Forecasting Using a Large Number of Predictors: Bayesian Model Averaging Versus Principal Components Regression

Abstract

We study the performance of Bayesian model averaging as a forecasting method for a large panel of time series and compare its performance to principal components regression (PCR). We show empirically that these forecasts are highly correlated implying similar mean-square forecast errors. Applied to forecasting Industrial production and inflation in the United States, we find that the set of variables deemed informative changes over time which suggest temporal instability due to collinearity and to the of Bayesian variable selection method to minor perturbations of the data. In terms of mean-squared forecast error, principal components based forecasts have a slight marginal advantage over BMA. However, this marginal edge of PCR in the average global out-of-sample performance hides important changes in the local forecasting power of the two approaches.

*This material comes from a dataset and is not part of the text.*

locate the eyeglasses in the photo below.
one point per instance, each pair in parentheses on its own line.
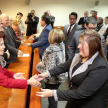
(91,28)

An analysis of the Theil index indicates that the loss of performance of PCR is due mainly to its exuberant biases in matching the mean of the two series especially the inflation series. BMA forecasts series matches the first and second moments of the GDP and inflation series very well with practically zero biases and very low volatility. The fluctuation statistic that measures the relative local performance shows that BMA performed consistently better than PCR and the naive benchmark (random walk) over the period prior to 1985. Thereafter, the performance of both BMA and PCR was relatively modest compared to the naive benchmark.